Multiple studies confirm hippocampal volume loss in patients with AD compared with healthy controls. Sensitivity and specificity in distinguishing patients with AD from healthy controls are in the range of 85% and 88%, respectively. Findings regarding entorhinal cortex atrophy are similar, but not more accurate than hippocampal atrophy to distinguish patients with AD from healthy controls.

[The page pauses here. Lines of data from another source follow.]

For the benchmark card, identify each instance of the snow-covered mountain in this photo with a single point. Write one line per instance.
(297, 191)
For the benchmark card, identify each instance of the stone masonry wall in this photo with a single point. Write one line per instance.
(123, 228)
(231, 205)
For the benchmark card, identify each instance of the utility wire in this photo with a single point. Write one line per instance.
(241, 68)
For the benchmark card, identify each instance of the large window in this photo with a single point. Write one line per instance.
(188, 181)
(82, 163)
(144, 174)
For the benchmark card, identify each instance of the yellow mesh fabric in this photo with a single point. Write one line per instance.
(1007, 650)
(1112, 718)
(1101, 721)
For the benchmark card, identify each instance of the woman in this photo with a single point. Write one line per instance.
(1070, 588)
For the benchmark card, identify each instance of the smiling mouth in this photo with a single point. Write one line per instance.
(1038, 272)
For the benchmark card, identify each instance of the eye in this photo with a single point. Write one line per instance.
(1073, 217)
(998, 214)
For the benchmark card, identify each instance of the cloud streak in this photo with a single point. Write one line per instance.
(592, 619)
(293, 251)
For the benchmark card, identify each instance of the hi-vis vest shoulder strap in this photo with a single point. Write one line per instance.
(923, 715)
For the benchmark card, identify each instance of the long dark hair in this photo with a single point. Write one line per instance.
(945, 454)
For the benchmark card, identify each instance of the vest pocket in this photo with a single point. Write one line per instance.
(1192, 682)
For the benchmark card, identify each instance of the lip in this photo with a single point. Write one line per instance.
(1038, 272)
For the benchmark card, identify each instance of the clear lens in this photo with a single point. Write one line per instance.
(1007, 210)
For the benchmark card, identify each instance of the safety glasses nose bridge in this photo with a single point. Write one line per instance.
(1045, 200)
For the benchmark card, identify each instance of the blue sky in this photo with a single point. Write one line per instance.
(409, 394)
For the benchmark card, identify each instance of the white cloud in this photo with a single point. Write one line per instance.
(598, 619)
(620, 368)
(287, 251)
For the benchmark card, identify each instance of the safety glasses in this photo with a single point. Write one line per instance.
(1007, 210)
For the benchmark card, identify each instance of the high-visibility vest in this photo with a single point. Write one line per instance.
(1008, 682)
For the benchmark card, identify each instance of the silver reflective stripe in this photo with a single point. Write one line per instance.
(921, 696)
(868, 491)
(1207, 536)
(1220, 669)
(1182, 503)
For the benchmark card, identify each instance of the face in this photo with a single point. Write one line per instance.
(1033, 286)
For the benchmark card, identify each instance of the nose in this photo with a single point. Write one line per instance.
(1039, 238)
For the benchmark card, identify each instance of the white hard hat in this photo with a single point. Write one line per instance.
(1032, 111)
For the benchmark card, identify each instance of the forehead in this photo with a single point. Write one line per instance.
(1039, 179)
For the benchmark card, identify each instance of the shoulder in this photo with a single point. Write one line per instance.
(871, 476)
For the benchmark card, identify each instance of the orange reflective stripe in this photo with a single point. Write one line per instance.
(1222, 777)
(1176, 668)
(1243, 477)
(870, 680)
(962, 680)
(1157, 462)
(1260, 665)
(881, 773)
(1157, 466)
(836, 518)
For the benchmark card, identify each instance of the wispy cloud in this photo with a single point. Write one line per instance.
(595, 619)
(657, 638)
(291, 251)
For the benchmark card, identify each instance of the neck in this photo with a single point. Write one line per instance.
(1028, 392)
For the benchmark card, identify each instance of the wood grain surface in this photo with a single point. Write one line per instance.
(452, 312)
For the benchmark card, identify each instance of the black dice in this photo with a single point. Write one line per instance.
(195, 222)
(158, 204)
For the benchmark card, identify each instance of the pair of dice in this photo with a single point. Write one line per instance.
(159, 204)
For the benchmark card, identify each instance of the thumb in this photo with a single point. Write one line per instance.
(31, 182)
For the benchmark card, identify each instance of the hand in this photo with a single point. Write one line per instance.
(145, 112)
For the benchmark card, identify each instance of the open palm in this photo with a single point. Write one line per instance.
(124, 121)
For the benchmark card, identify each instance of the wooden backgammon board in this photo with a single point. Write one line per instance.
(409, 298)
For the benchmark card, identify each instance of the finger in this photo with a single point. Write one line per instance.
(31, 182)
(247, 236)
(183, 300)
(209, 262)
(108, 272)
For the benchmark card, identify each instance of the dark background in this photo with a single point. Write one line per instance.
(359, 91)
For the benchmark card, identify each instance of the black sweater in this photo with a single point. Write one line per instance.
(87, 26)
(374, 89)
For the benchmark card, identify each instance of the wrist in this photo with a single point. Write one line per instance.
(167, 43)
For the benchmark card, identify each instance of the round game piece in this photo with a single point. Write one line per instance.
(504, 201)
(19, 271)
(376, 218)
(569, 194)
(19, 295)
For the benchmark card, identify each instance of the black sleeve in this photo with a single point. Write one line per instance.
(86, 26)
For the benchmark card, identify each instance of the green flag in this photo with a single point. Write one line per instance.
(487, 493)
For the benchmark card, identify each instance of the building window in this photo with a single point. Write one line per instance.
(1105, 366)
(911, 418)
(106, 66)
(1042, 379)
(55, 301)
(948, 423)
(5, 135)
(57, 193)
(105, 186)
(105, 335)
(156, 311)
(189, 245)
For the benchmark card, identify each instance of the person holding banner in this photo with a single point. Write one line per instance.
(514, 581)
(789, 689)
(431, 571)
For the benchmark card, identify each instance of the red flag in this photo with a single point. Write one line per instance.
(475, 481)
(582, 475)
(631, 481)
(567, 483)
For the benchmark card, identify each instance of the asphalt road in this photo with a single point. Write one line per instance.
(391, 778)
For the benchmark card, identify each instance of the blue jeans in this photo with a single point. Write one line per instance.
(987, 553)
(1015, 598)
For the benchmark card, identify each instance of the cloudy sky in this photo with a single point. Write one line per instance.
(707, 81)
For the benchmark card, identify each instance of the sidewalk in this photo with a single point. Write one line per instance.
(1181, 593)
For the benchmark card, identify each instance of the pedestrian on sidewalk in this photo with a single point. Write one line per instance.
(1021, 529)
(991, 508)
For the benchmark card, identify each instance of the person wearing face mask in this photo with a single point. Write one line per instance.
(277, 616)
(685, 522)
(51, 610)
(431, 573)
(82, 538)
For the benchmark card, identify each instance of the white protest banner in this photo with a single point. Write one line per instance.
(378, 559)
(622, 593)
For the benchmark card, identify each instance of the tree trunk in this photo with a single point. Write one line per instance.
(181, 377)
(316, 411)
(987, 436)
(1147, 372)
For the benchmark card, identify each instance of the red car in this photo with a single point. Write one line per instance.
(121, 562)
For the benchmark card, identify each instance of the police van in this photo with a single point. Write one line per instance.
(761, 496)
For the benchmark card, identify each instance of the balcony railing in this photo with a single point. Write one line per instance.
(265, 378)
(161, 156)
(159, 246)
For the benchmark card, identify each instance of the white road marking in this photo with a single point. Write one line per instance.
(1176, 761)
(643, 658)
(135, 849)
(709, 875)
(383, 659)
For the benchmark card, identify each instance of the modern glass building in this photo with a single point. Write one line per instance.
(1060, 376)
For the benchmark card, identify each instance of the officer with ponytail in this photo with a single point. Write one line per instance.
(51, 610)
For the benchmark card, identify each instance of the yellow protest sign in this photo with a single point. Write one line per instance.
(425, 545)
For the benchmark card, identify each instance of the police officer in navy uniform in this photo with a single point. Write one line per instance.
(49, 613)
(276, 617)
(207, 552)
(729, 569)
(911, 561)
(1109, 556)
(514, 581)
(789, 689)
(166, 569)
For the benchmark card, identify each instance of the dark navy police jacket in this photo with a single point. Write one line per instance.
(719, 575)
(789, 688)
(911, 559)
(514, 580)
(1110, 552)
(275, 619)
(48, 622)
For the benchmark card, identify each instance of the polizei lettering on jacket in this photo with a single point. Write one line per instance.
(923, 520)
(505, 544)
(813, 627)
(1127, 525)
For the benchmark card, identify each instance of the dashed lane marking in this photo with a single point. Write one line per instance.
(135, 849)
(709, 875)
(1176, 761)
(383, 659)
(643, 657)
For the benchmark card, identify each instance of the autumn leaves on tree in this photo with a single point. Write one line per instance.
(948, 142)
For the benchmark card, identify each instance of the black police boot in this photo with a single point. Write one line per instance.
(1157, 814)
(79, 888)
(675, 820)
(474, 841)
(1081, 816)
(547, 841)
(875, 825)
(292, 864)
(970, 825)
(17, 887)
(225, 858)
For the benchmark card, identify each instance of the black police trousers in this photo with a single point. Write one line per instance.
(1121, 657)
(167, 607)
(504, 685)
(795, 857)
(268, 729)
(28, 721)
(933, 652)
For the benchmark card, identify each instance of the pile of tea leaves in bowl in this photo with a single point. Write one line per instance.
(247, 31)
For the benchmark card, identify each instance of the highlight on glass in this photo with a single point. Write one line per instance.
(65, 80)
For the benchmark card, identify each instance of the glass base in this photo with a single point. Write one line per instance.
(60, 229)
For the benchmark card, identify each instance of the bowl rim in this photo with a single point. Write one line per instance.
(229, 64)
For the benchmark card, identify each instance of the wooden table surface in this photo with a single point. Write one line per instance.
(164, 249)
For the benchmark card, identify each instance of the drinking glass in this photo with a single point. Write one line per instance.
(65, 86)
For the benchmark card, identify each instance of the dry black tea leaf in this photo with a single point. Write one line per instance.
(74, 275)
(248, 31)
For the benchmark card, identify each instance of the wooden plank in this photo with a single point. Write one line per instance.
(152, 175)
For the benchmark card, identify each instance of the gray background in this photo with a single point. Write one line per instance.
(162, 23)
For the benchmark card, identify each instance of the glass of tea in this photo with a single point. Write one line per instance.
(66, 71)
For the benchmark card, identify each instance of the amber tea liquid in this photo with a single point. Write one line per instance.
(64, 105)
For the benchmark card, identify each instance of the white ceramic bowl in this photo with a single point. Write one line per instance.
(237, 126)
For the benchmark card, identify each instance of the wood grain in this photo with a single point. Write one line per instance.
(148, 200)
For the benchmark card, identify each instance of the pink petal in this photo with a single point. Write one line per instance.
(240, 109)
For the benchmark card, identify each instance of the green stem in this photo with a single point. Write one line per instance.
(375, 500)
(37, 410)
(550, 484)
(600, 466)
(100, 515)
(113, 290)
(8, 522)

Although atrophy of the medial temporal lobe is commonly seen in patients with AD (70%–95%), it is also frequently seen in patients with minor cognitive impairment (MCI), although the frequency is lower (60%–80%) and extent of hippocampal atrophy is less pronounced. However, sensitivity and specificity of hippocampal atrophy to identify prodromal AD are only in the range of 70%, indicating limited clinical usefulness. Adding entorhinal cortex measurements may improve accuracy, although findings are inconsistent. More recently, studies have focused on using hippocampal shape, rather than volume, to predict AD. Preliminary results are promising in that they show that hippocampal shape provides additional predictive value over hippocampal volume.
Hippocampal atrophy may be seen in other conditions, such as hippocampal sclerosis, mesial temporal sclerosis and temporal lobe epilepsy, ischemic insults to the hippocampus, and herpes simplex encephalitis. Furthermore, hippocampal atrophy is common in other types of dementia, such as dementia with Lewy bodies (DLB), frontotemporal dementia (FTD), and the Heidenhain variant of Creutzfeldt-Jakob disease (CJD). Consequently, diagnostic accuracy to distinguish AD from other dementias is considerably lower than from healthy controls.
Medial temporal atrophy rating scale
The most commonly used and well-validated method to assess hippocampal atrophy is the medial temporal atrophy (MTA) scale. This 5-point visual rating scale ranging from normal (score = 0) to severe atrophy (score = 4) assesses 3 easily recognizable structures on coronal MR images: the width of the choroidal fissure, the width of the temporal horn, and the height of the hippocampal body ( Fig. 19 , Table 3 ). A score of 0 to 1 may be considered normal in persons younger than 75 years, whereas a score of 2 may still be considered normal at older than 75 years. The MTA scale correlates well with both linear and volumetric measurements of the hippocampus and has reasonable interobserver agreement, with best results obtained when the scale is dichotomized (MTA = 0–1 vs MTA = 2–4). In the absence of automated algorithms it is less time-consuming than manual volumetric assessment, but has greater interrater variability.